O banco Digimais, controlado pelo grupo Record do bispo Edir Macedo, alocou R$ 271,4 milhões em certificados de ações sem valor de mercado do extinto Banco do Estado de Santa Catarina (Besc). A operação, realizada por meio do fundo Betel, replica a estrutura usada pelo Banco Master para inflar balanços e captar recursos, segundo documentos da CVM obtidos pela CPI do Crime Organizado.
O montante equivale a 82% do patrimônio líquido da instituição, estimado em R$ 331 milhões no último balanço. A concentração de risco em ativos “podres” levanta dúvidas imediatas sobre a solidez real do banco e a transparência de seus demonstrativos financeiros.

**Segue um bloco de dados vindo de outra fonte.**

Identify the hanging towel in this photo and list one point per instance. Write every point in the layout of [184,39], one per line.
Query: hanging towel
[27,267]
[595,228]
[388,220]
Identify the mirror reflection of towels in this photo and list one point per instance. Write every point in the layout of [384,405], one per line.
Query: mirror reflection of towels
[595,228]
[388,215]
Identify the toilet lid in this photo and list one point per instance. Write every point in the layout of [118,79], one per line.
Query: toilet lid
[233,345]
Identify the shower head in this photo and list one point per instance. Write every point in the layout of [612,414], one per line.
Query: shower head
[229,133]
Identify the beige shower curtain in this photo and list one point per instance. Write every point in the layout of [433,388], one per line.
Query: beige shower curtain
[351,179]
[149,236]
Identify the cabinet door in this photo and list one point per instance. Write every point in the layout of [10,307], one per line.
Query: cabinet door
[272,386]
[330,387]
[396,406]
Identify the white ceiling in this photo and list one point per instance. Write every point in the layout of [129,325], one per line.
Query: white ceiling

O espelho da fraude do Master
A mecânica é idêntica à desvendada no caso do Banco Master, de Daniel Vorcaro. Fundos ligados à instituição compravam cártulas do Besc — papéis físicos que hoje têm apenas valor histórico, segundo o Tesouro Nacional — contabilizando-os por valores milionários.

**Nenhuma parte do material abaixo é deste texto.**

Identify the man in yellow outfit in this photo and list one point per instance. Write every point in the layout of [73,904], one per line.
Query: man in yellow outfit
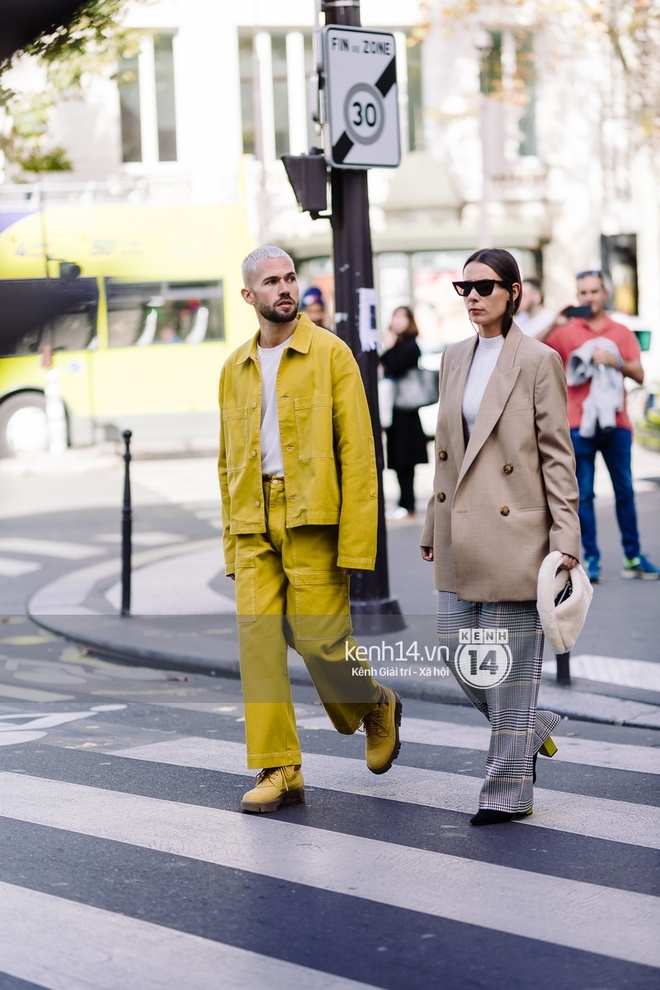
[300,505]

Esses ativos inflados serviam de garantia para empréstimos vultosos e melhoravam artificialmente os índices de capital, permitindo a captação agressiva de CDBs no varejo. No Master, os valores declarados nessas cártulas superavam R$ 850 milhões.

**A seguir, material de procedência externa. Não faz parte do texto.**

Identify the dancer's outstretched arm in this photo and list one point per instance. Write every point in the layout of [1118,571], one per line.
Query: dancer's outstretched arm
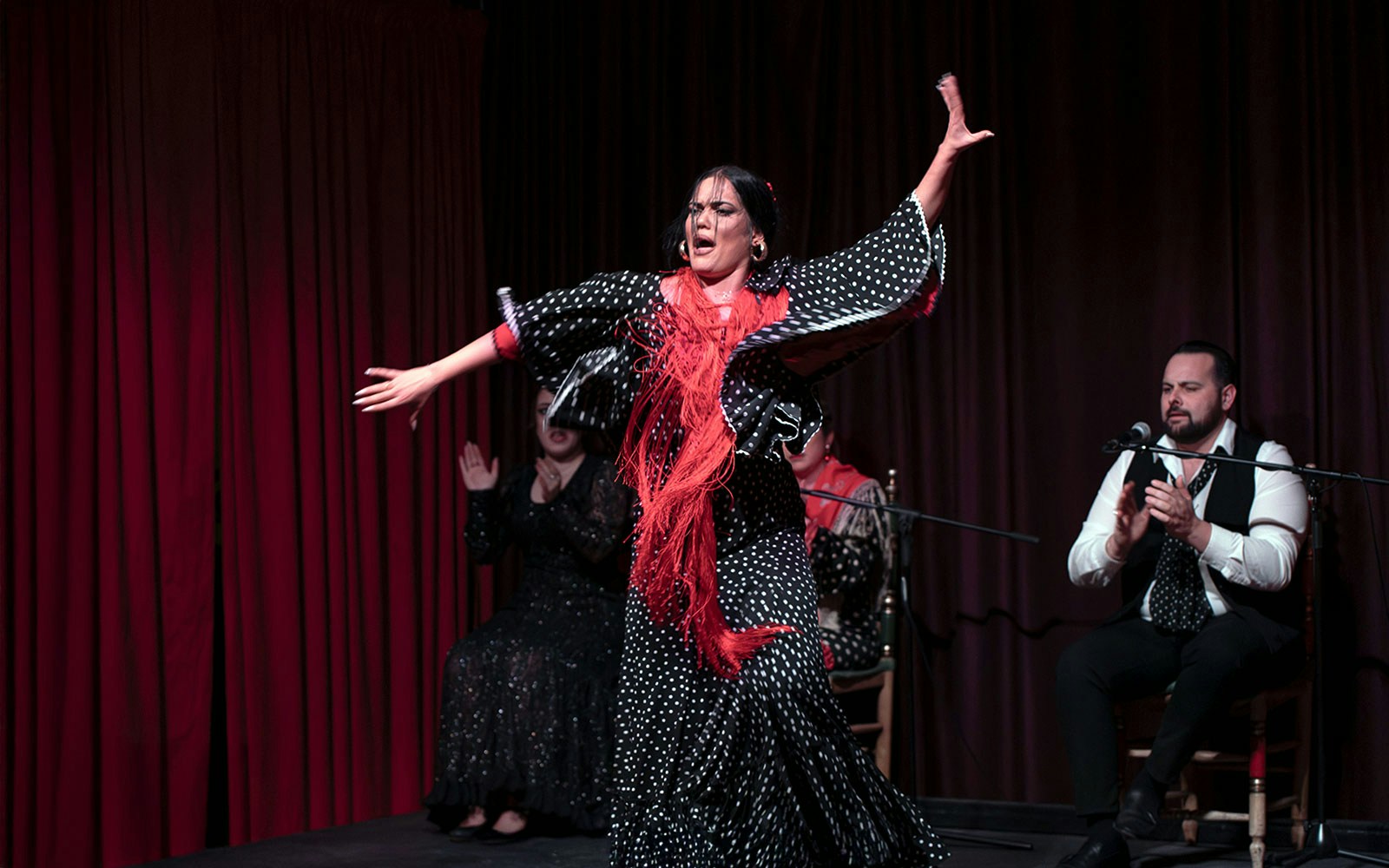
[413,386]
[935,184]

O elo comum: a gestora Reag
Tanto o fundo Betel (Digimais) quanto os veículos do Master eram administrados pela Reag Investimentos. A gestora foi liquidada pelo Banco Central em janeiro deste ano por violação de normas do sistema financeiro.
O dono da Reag, João Carlos Mansur, negociou delação premiada com a PGR. Os papéis do Besc adquiridos pelo Betel vieram de dois fundos — SDG II e BB Claim — cujos beneficiários finais são os filhos de Mansur. O SDG II, inclusive, foi usado pelo Master para esconder R$ 5,4 bilhões em empréstimos.
Contradições no balanço e na fiscalização
Dados da CVM mostram que o Digimais era cotista único do Betel até janeiro. O fundo nasceu em abril de 2025 como “PNG International Bank”, mudou de nome em junho e manteve as cártulas do Besc na carteira até agosto, último dado disponível.
No entanto, o Betel não aparece no balanço do Digimais nem no conglomerado prudencial reportado ao Banco Central. Questionado, o banco afirma ter se desfazido do fundo em outubro de 2025 — data posterior ao último relatório da CVM (agosto) e ao próprio momento da consulta. A instituição não informou o valor recebido pela eventual venda das cotas.
- Patrimônio do Digimais (jun/2025): R$ 331 milhões
- Exposição no Betel: R$ 271,4 milhões (82% do PL)
- Ativo: Cártulas do Besc (valor de mercado ≈ zero)
- Gestor: Reag (liquidada pelo BC em jan/2025)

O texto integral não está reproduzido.